We designed a three-step survey to evaluate the performance of ChatGPT in China's residency training education including residency final examination questions, patient cases, and resident satisfaction scores. First, 204 questions from the residency final exam were input into ChatGPT's interface to obtain the percentage of correct answers. Next, ChatGPT was asked to generate 20 clinical cases, which were subsequently evaluated by three instructors using a pre-designed Likert scale with 5 points. The quality of the cases was assessed based on criteria including clarity, relevance, logicality, credibility, and comprehensiveness. Finally, interaction sessions between 31 third-year residents and ChatGPT were conducted. Residents' perceptions of ChatGPT's feedback were assessed using a Likert scale, focusing on aspects such as ease of use, accuracy and completeness of responses, and its effectiveness in enhancing understanding of medical knowledge.

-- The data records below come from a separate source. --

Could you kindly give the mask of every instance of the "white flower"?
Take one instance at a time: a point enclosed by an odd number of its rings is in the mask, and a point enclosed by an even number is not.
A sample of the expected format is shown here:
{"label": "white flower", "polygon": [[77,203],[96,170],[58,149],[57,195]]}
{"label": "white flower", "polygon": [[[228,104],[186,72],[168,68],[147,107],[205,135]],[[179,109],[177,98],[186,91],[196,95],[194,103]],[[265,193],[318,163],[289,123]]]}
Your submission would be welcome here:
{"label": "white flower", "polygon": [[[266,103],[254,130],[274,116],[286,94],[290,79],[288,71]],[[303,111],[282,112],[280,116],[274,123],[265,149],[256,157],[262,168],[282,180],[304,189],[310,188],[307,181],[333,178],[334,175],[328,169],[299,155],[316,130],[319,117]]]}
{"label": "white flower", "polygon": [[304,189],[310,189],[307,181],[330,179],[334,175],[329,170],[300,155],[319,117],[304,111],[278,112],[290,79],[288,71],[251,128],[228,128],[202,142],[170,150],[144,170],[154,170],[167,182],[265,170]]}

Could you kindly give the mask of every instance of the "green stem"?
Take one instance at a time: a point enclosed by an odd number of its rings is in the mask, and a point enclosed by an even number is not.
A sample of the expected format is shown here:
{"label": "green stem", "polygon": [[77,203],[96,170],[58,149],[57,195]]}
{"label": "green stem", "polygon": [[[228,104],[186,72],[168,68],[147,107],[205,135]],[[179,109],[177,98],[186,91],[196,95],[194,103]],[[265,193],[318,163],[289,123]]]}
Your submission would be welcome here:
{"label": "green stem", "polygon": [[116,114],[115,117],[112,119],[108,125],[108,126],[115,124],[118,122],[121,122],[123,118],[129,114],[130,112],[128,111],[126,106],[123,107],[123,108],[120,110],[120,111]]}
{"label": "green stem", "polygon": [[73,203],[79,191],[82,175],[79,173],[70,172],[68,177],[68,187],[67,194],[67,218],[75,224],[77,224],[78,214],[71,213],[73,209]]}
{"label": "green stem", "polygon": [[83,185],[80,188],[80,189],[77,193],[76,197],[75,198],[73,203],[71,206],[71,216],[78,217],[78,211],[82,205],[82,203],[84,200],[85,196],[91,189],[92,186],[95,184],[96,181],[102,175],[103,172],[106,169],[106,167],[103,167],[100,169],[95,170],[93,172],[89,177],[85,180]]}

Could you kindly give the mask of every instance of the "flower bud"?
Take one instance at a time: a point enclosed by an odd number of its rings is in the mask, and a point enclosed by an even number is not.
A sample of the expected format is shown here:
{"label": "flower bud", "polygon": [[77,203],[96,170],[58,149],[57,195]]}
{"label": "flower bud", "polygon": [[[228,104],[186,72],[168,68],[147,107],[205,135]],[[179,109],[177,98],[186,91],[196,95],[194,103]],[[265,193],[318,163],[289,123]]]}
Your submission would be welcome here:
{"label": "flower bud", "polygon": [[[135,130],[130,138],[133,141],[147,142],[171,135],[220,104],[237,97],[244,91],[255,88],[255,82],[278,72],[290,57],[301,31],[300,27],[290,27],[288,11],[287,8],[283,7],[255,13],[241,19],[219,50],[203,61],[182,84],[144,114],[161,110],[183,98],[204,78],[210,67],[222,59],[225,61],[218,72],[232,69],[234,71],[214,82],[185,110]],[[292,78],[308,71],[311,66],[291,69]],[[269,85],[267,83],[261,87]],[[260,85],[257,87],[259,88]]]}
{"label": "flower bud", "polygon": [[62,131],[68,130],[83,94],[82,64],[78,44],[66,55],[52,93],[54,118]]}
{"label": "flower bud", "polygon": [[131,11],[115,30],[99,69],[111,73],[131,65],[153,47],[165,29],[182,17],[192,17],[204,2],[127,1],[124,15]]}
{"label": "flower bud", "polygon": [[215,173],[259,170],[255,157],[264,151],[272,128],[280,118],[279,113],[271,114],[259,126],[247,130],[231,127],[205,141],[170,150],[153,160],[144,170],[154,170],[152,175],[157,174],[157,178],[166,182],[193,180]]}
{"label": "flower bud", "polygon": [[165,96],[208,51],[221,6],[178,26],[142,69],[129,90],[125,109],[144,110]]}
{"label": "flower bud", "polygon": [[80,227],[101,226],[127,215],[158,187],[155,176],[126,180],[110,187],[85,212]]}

Our results showed ChatGPT-3.5 correctly answered 45.1% of exam questions. In the virtual patient cases, ChatGPT received mean ratings of 4.57 ± 0.50, 4.68 ± 0.47, 4.77 ± 0.46, 4.60 ± 0.53, and 3.95 ± 0.59 points for clarity, relevance, logicality, credibility, and comprehensiveness from clinical instructors, respectively. Among training residents, ChatGPT scored 4.48 ± 0.70, 4.00 ± 0.82 and 4.61 ± 0.50 points for ease of use, accuracy and completeness, and usefulness, respectively.
Our findings demonstrate ChatGPT's immense potential for personalized Chinese medical education.

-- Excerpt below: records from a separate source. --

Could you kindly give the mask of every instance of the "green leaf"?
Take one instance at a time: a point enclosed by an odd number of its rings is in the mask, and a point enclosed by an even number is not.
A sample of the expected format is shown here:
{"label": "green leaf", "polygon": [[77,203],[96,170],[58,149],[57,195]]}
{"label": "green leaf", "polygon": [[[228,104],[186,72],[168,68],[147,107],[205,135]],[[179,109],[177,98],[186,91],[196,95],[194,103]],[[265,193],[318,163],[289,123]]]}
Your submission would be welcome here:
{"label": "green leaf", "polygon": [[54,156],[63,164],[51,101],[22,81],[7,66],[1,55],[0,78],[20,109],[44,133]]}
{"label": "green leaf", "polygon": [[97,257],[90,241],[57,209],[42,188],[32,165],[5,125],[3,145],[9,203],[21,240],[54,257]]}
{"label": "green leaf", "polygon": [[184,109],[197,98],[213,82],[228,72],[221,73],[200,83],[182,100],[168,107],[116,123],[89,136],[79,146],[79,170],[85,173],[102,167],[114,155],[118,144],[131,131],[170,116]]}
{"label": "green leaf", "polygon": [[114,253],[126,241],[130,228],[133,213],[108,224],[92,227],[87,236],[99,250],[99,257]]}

本研究旨在评估ChatGPT生成的信息在中国住院医师培训教育中的效用。
我们设计了一项三步调查,以评估ChatGPT在中国住院医师培训教育中的表现,包括住院医师结业考试题目、患者病例和住院医师满意度评分。首先,将204道住院医师结业考试题目输入ChatGPT界面,以获得正确答案的百分比。接下来,要求ChatGPT生成20个临床病例,随后由三名教员使用预先设计的5分李克特量表进行评估。根据清晰度、相关性、逻辑性、可信度和全面性等标准评估病例质量。最后,31名三年级住院医师与ChatGPT进行了互动环节。使用李克特量表评估住院医师对ChatGPT反馈的看法,重点关注易用性、回答的准确性和完整性,以及其在增强医学知识理解方面的有效性。
我们的结果显示,ChatGPT-3.5正确回答了45.1%的考试题目。在虚拟患者病例中,临床教员对ChatGPT在清晰度、相关性、逻辑性、可信度和全面性方面的平均评分分别为4.57±0.50、4.68±0.47、4.77±0.46、4.60±0.53和3.95±0.59分。在培训住院医师中,ChatGPT在易用性、准确性和完整性以及有用性方面的得分分别为4.48±0.70、4.00±0.82和4.61±0.50分。
我们的研究结果表明ChatGPT在中国个性化医学教育中具有巨大潜力。